Schema
ArcadeDB supports schema-less, schema-full and hybrid operation. A type (document, vertex or edge) must be declared in a database before records can be inserted into it; everything else — properties, indexes, additional buckets, triggers, materialized views — is layered on top of that type. For declared properties, all writes are validated against the property’s type and constraints, while undeclared properties are accepted as long as no declared constraint is violated.
This section introduces the building blocks of an ArcadeDB schema: Types, Properties, Buckets, Indexes, Triggers, and Materialized Views. For the low-level on-disk layout (pages, record IDs, bucket files, page versioning), see Storage Internals.
Types
A type is the named "shape" of a record.
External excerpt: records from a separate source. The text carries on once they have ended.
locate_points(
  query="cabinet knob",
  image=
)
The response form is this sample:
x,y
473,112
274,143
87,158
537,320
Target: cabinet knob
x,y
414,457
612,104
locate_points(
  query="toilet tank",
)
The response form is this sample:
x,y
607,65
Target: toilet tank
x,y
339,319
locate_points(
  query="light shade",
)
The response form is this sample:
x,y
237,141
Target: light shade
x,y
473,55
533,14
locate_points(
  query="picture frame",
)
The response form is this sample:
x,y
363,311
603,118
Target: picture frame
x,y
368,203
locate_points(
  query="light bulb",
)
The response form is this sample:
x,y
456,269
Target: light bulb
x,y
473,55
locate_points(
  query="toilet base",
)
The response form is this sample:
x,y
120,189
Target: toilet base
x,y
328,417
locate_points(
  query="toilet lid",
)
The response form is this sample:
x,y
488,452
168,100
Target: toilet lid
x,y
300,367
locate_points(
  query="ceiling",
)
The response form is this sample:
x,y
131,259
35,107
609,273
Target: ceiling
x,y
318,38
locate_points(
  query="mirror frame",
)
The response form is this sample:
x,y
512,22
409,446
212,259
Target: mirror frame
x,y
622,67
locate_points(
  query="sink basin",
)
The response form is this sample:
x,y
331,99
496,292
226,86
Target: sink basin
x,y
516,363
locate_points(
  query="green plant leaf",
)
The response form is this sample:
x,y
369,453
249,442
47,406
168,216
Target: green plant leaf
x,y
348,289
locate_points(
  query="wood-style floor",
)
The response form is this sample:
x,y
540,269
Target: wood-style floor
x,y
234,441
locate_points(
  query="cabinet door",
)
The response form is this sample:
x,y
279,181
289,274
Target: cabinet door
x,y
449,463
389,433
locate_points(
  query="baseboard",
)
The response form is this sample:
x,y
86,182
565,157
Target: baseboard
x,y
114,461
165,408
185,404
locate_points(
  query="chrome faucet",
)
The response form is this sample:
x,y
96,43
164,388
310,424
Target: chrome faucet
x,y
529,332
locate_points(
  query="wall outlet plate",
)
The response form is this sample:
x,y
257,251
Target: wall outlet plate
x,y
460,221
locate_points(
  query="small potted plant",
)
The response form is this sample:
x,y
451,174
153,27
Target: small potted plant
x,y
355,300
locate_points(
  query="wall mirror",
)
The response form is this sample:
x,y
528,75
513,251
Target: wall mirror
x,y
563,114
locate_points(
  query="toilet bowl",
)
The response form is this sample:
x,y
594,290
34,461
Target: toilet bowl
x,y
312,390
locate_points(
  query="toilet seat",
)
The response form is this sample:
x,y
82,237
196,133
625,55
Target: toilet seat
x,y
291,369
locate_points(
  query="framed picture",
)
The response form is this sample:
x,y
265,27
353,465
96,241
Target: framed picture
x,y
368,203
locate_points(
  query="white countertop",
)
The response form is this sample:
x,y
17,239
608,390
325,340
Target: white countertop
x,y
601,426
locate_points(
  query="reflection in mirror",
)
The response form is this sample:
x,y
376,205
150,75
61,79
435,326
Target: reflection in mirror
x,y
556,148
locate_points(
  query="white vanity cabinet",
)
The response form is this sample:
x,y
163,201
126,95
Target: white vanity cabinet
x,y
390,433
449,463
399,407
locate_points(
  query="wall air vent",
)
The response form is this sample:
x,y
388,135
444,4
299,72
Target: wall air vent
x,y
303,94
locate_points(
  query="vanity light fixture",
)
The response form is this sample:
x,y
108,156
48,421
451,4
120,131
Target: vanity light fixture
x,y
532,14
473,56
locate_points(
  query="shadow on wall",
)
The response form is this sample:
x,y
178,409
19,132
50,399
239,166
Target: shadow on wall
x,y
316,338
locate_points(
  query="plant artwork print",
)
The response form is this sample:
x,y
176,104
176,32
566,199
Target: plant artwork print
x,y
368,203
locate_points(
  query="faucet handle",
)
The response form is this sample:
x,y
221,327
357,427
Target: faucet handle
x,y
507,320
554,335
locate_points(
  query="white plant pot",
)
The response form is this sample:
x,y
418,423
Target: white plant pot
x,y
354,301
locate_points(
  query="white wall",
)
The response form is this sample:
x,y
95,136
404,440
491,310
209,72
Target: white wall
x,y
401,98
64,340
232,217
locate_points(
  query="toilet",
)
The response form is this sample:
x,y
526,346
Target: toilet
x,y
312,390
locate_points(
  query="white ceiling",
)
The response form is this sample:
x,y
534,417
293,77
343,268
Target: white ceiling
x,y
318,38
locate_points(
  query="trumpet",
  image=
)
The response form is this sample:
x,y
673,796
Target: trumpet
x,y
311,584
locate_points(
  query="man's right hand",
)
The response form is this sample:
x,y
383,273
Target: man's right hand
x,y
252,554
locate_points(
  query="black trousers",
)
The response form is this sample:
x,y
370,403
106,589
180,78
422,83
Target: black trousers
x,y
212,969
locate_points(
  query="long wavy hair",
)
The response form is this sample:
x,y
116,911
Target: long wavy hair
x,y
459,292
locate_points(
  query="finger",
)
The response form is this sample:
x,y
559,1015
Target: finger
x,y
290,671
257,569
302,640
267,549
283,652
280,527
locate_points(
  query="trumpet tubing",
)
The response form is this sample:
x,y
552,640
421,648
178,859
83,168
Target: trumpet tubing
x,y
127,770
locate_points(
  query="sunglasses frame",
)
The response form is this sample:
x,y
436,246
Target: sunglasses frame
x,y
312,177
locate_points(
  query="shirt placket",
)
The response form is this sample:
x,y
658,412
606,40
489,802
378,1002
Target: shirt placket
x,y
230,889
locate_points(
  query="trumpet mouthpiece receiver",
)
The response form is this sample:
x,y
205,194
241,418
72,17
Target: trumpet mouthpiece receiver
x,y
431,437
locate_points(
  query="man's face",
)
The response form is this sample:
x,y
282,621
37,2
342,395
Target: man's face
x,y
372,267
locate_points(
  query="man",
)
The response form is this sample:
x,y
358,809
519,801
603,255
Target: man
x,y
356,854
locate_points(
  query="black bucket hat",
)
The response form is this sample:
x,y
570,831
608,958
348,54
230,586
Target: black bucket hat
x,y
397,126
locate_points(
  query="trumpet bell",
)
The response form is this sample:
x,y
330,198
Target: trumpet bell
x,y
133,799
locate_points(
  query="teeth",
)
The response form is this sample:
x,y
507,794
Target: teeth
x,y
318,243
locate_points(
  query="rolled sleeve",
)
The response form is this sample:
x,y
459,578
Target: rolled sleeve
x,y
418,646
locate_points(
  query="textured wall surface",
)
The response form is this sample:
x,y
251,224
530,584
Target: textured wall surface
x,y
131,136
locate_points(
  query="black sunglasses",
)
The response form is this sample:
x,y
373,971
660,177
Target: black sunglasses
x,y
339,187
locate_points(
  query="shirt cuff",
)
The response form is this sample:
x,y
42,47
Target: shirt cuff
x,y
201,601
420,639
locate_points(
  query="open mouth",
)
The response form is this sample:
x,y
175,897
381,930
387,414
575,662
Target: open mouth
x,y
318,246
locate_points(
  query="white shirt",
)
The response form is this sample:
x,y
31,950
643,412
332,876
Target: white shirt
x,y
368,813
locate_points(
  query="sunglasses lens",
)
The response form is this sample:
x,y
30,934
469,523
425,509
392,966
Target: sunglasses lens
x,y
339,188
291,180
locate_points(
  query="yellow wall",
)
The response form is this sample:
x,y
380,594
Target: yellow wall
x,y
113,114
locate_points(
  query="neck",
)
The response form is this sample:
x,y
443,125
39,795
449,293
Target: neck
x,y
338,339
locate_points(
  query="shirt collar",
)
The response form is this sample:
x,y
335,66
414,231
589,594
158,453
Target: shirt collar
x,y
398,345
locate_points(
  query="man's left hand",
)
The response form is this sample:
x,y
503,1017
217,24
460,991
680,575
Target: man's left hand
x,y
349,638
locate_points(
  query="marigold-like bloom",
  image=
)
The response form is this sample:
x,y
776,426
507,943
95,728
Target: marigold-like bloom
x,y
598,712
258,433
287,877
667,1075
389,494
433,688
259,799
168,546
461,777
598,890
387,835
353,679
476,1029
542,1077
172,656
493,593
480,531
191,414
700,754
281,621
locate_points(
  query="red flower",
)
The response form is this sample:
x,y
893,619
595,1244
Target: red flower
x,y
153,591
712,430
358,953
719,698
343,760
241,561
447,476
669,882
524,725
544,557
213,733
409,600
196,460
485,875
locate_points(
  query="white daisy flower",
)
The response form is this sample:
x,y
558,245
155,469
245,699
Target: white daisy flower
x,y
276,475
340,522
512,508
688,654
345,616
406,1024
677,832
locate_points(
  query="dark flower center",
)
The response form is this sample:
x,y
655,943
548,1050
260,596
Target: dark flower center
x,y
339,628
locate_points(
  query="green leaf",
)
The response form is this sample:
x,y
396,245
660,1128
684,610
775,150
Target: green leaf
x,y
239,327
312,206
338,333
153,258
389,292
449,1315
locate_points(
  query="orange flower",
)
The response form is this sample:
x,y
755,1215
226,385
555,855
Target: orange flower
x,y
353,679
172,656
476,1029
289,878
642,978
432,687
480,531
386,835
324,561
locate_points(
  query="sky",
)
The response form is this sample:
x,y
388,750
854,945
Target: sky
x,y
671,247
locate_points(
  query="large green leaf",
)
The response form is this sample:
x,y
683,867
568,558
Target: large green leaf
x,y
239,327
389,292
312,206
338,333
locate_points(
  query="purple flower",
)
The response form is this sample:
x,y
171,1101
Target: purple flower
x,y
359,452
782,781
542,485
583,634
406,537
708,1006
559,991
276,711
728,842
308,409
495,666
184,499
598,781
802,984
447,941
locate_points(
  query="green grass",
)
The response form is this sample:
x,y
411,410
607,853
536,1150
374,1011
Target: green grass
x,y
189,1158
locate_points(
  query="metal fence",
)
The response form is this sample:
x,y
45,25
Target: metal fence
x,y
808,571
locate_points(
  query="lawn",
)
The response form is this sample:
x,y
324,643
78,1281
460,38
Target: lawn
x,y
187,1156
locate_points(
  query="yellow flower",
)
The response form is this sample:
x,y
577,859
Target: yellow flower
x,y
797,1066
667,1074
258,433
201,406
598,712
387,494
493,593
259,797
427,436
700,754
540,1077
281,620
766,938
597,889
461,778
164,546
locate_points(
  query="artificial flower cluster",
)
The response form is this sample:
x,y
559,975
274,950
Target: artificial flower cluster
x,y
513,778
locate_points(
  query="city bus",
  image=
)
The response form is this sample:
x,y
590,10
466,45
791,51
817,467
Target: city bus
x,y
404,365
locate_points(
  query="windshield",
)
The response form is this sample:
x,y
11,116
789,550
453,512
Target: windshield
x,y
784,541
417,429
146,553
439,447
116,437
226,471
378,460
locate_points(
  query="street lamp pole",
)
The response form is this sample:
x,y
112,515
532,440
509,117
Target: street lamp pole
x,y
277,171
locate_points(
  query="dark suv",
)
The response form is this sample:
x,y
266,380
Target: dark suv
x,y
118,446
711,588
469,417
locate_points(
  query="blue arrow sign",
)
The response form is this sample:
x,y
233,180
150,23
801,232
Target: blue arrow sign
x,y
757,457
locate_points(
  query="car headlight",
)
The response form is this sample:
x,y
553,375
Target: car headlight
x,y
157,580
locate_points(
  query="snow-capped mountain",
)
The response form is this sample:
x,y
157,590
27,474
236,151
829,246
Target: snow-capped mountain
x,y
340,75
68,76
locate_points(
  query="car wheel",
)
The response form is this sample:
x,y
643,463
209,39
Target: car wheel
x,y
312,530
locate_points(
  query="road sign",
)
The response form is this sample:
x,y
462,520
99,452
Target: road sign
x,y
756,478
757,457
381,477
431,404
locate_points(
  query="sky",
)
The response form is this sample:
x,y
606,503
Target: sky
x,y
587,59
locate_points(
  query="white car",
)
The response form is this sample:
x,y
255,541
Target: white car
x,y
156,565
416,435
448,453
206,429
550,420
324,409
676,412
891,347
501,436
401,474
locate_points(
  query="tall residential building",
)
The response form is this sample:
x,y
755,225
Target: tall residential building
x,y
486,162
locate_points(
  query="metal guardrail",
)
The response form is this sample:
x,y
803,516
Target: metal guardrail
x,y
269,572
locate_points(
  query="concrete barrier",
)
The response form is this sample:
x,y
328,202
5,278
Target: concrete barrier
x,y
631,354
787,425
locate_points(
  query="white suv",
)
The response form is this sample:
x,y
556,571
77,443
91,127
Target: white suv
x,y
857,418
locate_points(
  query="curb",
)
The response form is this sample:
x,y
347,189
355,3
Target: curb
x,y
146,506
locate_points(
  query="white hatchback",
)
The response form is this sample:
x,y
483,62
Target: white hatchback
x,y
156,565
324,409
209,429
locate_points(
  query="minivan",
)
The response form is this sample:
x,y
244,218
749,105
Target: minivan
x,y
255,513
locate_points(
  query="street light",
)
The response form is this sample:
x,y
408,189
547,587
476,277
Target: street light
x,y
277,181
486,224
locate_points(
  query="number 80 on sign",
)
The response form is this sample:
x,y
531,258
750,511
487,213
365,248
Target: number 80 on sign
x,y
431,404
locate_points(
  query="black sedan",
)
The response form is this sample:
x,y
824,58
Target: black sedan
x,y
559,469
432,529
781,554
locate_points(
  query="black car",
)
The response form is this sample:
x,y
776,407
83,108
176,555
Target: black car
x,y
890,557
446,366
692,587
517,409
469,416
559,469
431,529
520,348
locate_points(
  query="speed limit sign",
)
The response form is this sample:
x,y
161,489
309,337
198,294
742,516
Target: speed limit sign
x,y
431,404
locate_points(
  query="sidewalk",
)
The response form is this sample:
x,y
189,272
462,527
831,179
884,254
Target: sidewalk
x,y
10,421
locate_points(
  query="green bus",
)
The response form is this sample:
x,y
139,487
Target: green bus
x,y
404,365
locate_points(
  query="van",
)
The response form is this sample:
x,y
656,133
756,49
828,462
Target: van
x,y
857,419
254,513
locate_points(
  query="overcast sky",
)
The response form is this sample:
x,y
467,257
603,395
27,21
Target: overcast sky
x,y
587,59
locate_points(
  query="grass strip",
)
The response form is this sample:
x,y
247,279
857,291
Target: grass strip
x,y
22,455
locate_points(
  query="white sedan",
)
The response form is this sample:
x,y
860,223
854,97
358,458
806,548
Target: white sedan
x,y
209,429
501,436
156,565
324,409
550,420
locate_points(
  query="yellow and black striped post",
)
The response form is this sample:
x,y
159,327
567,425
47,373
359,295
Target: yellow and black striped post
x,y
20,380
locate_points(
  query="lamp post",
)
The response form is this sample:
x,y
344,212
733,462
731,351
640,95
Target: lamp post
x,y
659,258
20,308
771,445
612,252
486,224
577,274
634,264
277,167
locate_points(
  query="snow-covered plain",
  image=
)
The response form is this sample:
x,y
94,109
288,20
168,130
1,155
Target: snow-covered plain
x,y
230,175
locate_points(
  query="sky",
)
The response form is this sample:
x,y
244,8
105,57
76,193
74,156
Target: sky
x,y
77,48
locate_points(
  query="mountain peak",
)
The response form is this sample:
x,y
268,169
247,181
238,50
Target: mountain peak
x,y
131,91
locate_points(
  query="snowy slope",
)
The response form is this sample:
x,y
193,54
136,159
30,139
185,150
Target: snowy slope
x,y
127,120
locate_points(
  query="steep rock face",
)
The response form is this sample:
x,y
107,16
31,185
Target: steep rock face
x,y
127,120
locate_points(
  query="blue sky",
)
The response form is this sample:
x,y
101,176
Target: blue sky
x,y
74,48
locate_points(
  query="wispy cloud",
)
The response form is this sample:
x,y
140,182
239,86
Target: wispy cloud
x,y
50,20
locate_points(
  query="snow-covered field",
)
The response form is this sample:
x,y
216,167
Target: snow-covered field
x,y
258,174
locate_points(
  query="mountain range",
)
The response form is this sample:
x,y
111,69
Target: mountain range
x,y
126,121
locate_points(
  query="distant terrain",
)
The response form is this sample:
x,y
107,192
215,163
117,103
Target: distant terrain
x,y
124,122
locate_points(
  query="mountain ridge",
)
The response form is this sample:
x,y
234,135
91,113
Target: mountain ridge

ArcadeDB has three flavours, all backed by the same storage engine:
-
Document type — schemaless or schema-full documents (JSON-like records), the analog of a table.
-
Vertex type — documents that participate in the graph as nodes; carry edges-in / edges-out adjacency lists.
-
Edge type — documents that connect two vertices, bidirectional by default and traversable in both directions.
Types support single inheritance via the EXTENDS keyword and are queryable polymorphically (a query on a parent type sees all subtypes' records). See Inheritance for the details. The SQL command surface is CREATE TYPE, ALTER TYPE, and DROP TYPE.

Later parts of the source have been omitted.